Logika itu tidak hanya A itu sama dengan B dan B sama dengan A. Itu memang terdengar masuk akal namun itu adalah logika yang merusak. Mengapa karena mengeneralisasi dan menyederhanakan sebuah logika. Logika itu adalah sesuatu yang kompleks tentu perlu pemikiran yang mendalam dan konprehensif. Tanpa kedua hal tersebut maka logika akan menjadi cacat. 

Bahkan sebuah logika tidak hanya menciptakan sebuah satu premis minor saja akan tetapi bisa premis yang beragam. Atau sebab akibat maka satu sebab tentu tidak hanya menghasilkan satu akibat saja. Di dunia ini akan selalu bermunculan narasi-narasi yang baru yang belum tentu ada di narasi sebelumnya. Ketika muncul suatu fenomena yang tidak sesuai dengan pemikiran yang kita apakah fenomena baru itu adalah sesuatu yang salah dan tidak masuk akal. 

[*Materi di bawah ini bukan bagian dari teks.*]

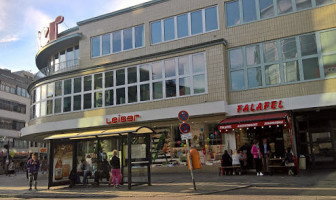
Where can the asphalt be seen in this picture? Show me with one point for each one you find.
(307, 183)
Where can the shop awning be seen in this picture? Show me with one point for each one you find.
(252, 121)
(103, 133)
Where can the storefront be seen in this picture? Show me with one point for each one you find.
(133, 145)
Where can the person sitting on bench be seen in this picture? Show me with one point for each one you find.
(83, 170)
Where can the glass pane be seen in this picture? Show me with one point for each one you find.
(196, 22)
(77, 85)
(109, 100)
(211, 20)
(98, 84)
(139, 36)
(270, 52)
(87, 101)
(272, 74)
(183, 65)
(198, 63)
(157, 90)
(70, 57)
(106, 44)
(232, 13)
(95, 46)
(108, 79)
(51, 90)
(67, 87)
(199, 84)
(236, 58)
(120, 76)
(87, 83)
(237, 80)
(128, 39)
(49, 107)
(284, 6)
(249, 10)
(43, 92)
(288, 48)
(43, 108)
(254, 77)
(328, 41)
(38, 94)
(98, 99)
(303, 4)
(182, 26)
(116, 41)
(308, 45)
(58, 88)
(169, 67)
(132, 75)
(157, 70)
(291, 71)
(156, 32)
(169, 29)
(322, 2)
(120, 96)
(329, 64)
(252, 55)
(58, 105)
(77, 104)
(184, 86)
(132, 94)
(144, 73)
(66, 104)
(266, 8)
(310, 68)
(170, 88)
(144, 92)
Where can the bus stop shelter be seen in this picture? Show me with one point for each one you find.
(132, 143)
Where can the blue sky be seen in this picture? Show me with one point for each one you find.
(20, 21)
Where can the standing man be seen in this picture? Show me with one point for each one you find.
(33, 166)
(265, 149)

Logika itu adalah sesuatu yang masuk akal yang berawal dari ketidakmasukakalan, kemudian dipahami secara mendalam hingga pada akhirnya menjadi sesuatu yang masuk akal. Semisal penyembahan kepada roh leluhur, pepohonan, bahkan narasi-narasi agama merupakan sesuatu yang tidak masuk akal. Dengan pendekatan logika pun juga tidak masuk akal. Mengapa tidak masuk akal karena kita memahami sesuatu dengan logika kebiasaan yang kita miliki yang sesuai dengan kebiasaan hidup kita. Maka bisa dikatakan bahwa logika itu bukan sesuatu yang objektif namun subjektif, setiap orang memiliki logikanya masing-masing. 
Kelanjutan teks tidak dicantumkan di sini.